In [1]:
import google.generativeai as genai
import pathlib
import textwrap

from IPython.display import display
from IPython.display import Markdown


def to_markdown(text):
  text = text.replace('•', '  *')
  return Markdown(textwrap.indent(text, '> ', predicate=lambda _: True))


  from .autonotebook import tqdm as notebook_tqdm


In [3]:
from langchain.text_splitter import RecursiveCharacterTextSplitter, CharacterTextSplitter

In [4]:
chunk_size =26
chunk_overlap = 4

In [5]:
r_splitter = RecursiveCharacterTextSplitter(
    chunk_size=chunk_size,
    chunk_overlap=chunk_overlap
)
c_splitter = CharacterTextSplitter(
    chunk_size=chunk_size,
    chunk_overlap=chunk_overlap
)

In [6]:
text1 = 'abcdefghijklmnopqrstuvwxyz'

In [8]:
r_splitter.split_text(text1)

['abcdefghijklmnopqrstuvwxyz']

In [9]:
text2 = 'abcdefghijklmnopqrstuvwxyzabcdefg'

In [10]:
r_splitter.split_text(text2)

['abcdefghijklmnopqrstuvwxyz', 'wxyzabcdefg']

In [None]:
#Ok, this splits the string but we have an overlap specified as 5, but it looks like 3? (try an even number)

In [11]:
text3 = "a b c d e f g h i j k l m n o p q r s t u v w x y z"

In [12]:
r_splitter.split_text(text3)

['a b c d e f g h i j k l m', 'l m n o p q r s t u v w x', 'w x y z']

In [13]:
c_splitter.split_text(text3)

['a b c d e f g h i j k l m n o p q r s t u v w x y z']

In [None]:
#CharacterTextSplitter needs seperator 
c_splitter = CharacterTextSplitter(
    chunk_size=chunk_size,
    chunk_overlap=chunk_overlap,
    separator = ' '
)
c_splitter.split_text(text3)

['a b c d e f g h i j k l m', 'l m n o p q r s t u v w x', 'w x y z']



### ❓ Why `CharacterTextSplitter` without `separator` gives only **one chunk**:

When you do **not specify** the `separator`, the `CharacterTextSplitter` behaves **differently**:

```python
c_splitter = CharacterTextSplitter(
    chunk_size=26,
    chunk_overlap=4
    # no separator!
)
```

Then you call:

```python
c_splitter.split_text("a b c d e f g h i j k l m n o p q r s t u v w x y z")
```

---

### 🔍 Here's what happens:

* The splitter tries to **split the text at characters**.
* But because no separator (like space or newline) is specified, it doesn't know **where to break** the text nicely.
* So instead of breaking into pieces, it treats the **entire text as a single block**.

---

### 📌 Result:

```python
['a b c d e f g h i j k l m n o p q r s t u v w x y z']
```

Just **one chunk**, because:

* The total string length = **51 characters**
* You told it to split at 26 chars with 4 char overlap,
* But since **no separator**, it doesn’t know how to **safely split without breaking a word or structure**, so it gives the **whole thing as one chunk**.

---

### ✅ Why adding `separator=' '` works:

When you write:

```python
separator=' '
```

You tell it:

> "You're allowed to break at **spaces**, and only at spaces."

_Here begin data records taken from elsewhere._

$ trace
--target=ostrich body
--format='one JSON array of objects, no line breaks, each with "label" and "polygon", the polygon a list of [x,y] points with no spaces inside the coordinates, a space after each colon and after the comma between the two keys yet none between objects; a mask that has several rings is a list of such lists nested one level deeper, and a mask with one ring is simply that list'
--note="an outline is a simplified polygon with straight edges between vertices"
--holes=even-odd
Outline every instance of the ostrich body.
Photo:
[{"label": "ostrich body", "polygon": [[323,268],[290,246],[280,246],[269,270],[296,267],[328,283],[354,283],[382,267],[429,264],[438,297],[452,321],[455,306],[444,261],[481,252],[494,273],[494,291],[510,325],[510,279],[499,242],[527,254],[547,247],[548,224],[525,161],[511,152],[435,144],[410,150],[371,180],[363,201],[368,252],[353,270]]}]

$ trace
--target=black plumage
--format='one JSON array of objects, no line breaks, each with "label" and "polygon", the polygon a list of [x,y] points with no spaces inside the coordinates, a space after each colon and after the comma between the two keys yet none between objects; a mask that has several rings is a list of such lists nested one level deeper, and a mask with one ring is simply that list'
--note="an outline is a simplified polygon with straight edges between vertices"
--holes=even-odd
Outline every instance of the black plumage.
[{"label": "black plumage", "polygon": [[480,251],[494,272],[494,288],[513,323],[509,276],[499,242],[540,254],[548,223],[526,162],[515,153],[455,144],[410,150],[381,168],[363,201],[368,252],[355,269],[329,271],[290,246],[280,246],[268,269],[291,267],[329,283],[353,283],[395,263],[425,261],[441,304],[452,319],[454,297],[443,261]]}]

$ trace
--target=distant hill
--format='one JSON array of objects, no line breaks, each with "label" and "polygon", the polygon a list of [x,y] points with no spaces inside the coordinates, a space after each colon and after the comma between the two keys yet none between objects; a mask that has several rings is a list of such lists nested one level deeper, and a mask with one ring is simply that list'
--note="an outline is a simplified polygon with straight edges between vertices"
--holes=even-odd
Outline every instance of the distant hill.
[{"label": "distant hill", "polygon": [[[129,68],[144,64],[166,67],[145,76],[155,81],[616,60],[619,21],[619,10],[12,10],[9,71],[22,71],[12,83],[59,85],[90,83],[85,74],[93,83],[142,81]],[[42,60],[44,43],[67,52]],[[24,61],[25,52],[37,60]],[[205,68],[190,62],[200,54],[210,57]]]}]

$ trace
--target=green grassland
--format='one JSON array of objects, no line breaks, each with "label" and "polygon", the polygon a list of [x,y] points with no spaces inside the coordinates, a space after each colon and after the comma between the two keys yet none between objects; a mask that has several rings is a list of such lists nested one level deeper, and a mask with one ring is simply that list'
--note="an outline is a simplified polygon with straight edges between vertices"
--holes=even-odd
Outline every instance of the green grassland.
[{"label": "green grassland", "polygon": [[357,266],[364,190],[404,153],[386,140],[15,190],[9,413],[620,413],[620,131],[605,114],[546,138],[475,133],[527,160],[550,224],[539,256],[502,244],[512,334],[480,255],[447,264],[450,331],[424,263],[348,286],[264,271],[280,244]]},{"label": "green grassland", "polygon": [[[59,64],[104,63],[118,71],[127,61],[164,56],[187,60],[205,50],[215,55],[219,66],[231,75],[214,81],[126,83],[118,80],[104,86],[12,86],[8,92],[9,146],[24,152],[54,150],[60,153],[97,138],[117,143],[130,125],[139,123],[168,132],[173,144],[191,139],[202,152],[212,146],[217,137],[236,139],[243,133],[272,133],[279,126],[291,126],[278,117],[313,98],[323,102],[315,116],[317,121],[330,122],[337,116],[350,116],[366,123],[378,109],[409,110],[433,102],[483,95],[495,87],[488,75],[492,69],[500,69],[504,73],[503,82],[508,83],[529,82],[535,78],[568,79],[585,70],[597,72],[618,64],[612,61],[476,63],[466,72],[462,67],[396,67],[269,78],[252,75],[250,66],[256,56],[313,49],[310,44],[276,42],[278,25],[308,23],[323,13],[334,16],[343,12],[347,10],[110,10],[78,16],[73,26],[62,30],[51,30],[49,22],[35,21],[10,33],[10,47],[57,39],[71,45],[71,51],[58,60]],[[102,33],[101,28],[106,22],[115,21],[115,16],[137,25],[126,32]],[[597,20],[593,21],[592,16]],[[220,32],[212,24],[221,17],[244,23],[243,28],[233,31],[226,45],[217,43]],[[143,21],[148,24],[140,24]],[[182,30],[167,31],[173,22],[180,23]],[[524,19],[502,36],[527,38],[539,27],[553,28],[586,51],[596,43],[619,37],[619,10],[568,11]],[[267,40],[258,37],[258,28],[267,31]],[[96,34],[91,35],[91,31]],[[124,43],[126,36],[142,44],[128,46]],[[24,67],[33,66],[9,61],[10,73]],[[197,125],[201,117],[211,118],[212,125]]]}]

Now it can break the text **safely at each word boundary** (between letters), which leads to proper chunking.

---

### ✅ Summary:

| Case                 | Output Chunks                                 | Reason                                  |
| -------------------- | --------------------------------------------- | --------------------------------------- |
| Without `separator`  | `['a b c d e f g ... z']` (1 chunk)           | Can't split because it doesn't know how |
| With `separator=' '` | Multiple chunks like `['a b c d e ...', ...]` | Splits cleanly at spaces                |

---




**`RecursiveCharacterTextSplitter`** behaves **differently** than `CharacterTextSplitter`, and it works **even without a defined `separator`**.

Let me explain **why it works that way**, and why your output is different and correct.

---

### 🔁 What is `RecursiveCharacterTextSplitter`?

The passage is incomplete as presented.